Reviews

Review: Exodus: Gods and Kings

0

Folks don’t know this about me, but I have a soft spot for biblical stories. Having been raised half Roman Catholic, half who gives a hooey, I have an abundant knowledge of Christian bible quotes and intricacies. Regardless of your beliefs, you have to admit the Bible is full of fantastical, involving stories ripe for big budget adaptations like these. 

It’s really the simplicity of it all that makes it entertaining. Bad guys are bad, good guys are unequivocally good, and some invisible force is guiding everyone’s decisions. But when that guiding force doesn’t know when to reign it in, you get Exodus: Gods and Kings. 

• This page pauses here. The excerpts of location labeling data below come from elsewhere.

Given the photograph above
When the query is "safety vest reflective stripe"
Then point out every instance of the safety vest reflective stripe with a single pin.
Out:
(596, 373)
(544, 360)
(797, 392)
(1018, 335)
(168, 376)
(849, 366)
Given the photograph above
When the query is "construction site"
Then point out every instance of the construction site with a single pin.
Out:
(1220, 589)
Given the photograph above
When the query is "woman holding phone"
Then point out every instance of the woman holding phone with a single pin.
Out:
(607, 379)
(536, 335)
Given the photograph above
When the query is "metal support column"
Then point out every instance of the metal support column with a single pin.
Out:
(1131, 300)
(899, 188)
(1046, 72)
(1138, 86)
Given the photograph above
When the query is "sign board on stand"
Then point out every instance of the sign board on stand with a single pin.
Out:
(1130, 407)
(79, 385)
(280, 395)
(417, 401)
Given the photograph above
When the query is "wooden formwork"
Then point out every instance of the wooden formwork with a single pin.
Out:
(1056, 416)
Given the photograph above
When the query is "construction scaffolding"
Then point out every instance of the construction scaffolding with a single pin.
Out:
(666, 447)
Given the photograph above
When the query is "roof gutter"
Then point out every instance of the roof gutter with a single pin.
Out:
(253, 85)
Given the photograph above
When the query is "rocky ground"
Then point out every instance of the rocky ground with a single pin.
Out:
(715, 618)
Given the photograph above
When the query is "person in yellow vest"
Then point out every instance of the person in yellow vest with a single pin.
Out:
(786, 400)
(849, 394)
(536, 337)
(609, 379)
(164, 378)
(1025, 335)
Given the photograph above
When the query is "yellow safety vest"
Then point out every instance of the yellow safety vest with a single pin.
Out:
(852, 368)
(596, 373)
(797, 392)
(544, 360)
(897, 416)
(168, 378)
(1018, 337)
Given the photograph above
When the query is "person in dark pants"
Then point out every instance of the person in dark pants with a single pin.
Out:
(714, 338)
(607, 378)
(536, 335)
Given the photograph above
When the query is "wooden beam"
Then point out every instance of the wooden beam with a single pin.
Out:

Exodus: Gods and Kings | Official Trailer [HD] | 20th Century FOX

Exodus: Gods and Kings
Directors: Ridley Scott
Release Date: December 12th, 2014 
Rating: PG-13

Exodus: Gods and Kings is the story of Moses (Christian Bale), raised as the son of an Egyptian general and his close friend Ramses (Joel Edgerton), who’s next in line to inherit the Egyptian throne. After Moses learns he’s actually a Hebrew child saved from a disaster, Ramses sends him into exile. Through this exile and years of traveling, Moses discovers the Isreaelite God and learns he’s been chosen to free the Isreaelites from slavery. Then we’ve got all the beats you remember: plagues, Passover, and an Isreaelite army training montage. 

There was a big casting controversy surrounding this film before its release. When Ridley Scott revealed that the Egyptians (and Moses) were played by white actors while the non-white actors were stuck with the lesser roles (like slave and thief), it caused quite a stir. Arguments went back and forth as to what the cause was (ranging anywhere from “you can’t sell a film with non-white actors” to “this is historically accurate”), but I’d like to confirm that at the end of the day, none of that actually matters. Exodus: Gods and Kings is a big, dumb, and goofy epic so the whitewashing is like vanilla icing on the cake. It’s an oddly helpful anchor as you slowly realize the rest of the film lacks this kind of conviction.

Exodus can’t decide whether or not it wants to be religious as there are semblances of both anti and pro religious arguments. While there is an active presence of God in Exodus, it’s portrayed as a young boy making rash and violent decisions, and it’s wonderfully sacrilegious (He makes Moses raise an army of Hebrews, sends sharks and alligators as a plague, kills without hesitation) when there’re hints that Moses might just be senile. But it totally backs out of this by falling back on the “faith over all” that’s inherent in this story. It completely comes out of left field as “faith” isn’t a major theme of this film before the final third.  Whether or not you agree with the faith, a story praising the work of God at least knows what it wants to do. And it’s not like the other side of that coin wouldn’t work either. A recent example, Darren Aronofsky’s Noah, proves that you can tell an agnostic version of a religious story and still hold weight.

Without the fervor brought on from commitment one way or the other, we’re left wallowing in this grey matter. Add this to Exodus‘s overtly long run time, any period of indecisiveness is felt even more so. The pace is almost punishing (exacerbated by the amount of filler present in the narrative). And honestly the turgid pace and whitewashing would’ve been fine had anyone done anything of note. Other than Joel Edgerton as Ramses (who stands out with his prim, nervous take on the Pharoah), no other cast member (even Christian Bale) survives in this blob. It may be the fault of the source material, but there are far too many characters given far too little screen time to actually care what anyone is doing. And when someone does show up and says something, what little plot they’re given is swept under the rug in favor of something else. It’s like weaving a rug thread by thread, taking a break, and starting from a different end each time. Nothing’s ever started, so nothing finishes. 

Oh, and what was that accent Christian Bale? Seriously. 

Exodus is evocative of classic Hollywood tropes in the best and worst ways. With biblical stories of this ilk, there’s just some things you have to accept. You have to accept they’re going to be a certain length, you have to accept it’s going to retell the same story once again, and you’ve got to accept that it’s going to have certain underlying messages. But you don’t have to accept an un-entertaining film. While this bloated narrative does invoke the “epic” nature of classic Hollywood (and it looks pretty damn good in some areas), and is therefore coincidentally nostalgic (bad as it is, seeing white folks rescuing brown folks is something we’ve seen time and time again), it’s so mismanaged that you’re better off with one of the many other takes on this story. 

If after reading this review you’re still somehow compelled to go out and see Exodus: Gods and Kings, here’s a funny tidbit. During my screening, a gentleman in the row in front of me fell asleep…twice. It wasn’t the humble, slumped over sleep either. He had an abrasive, loud snore each time. 

I don’t think there’s a criticism more fitting.